Interrogée sur la multiplication d’annonces de plans sociaux ces derniers mois, la ministre a indiqué « comprendre l’incompréhension voire la colère que produisent les suppressions d’emploi au sein d’entreprises qui ont bénéficié d’aides publiques ».
Sur les éventuelles évolutions législatives, en particulier sur la question du remboursement de certaines aides, elle a souhaité faire preuve de prudence, comme sur le sujet des allègements généraux de cotisations. « C’est une question complexe à laquelle on ne peut pas répondre par oui ou par non », a-t-elle indiqué. Et d’ajouter plus tard, au cours des échanges : « On doit aussi faire attention aux mesures que nous prenons […] C’est un équilibre à trouver. »
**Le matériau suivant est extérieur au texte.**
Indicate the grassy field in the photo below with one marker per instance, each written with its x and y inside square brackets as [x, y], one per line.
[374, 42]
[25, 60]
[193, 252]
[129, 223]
La position de la ministre n’a pas vraiment réjoui le rapporteur communiste. « Le chantage à l’emploi, à chaque fois c’est la même chose, à chaque fois que l’on a cédé, ça n’a jamais empêché une fermeture », a-t-il rétorqué.
La commission d’enquête va auditionner dans les prochaines heures deux anciens ministres de l’Économie, Arnaud Montebourg (en poste sous le quinquennat de François Hollande) et Bruno Le Maire, qui a accompagné les sept premières années de la présidence d’Emmanuel Macron. L’audition de l’actuel maître de Bercy, Éric Lombard, devrait conclure les auditions le 15 mai.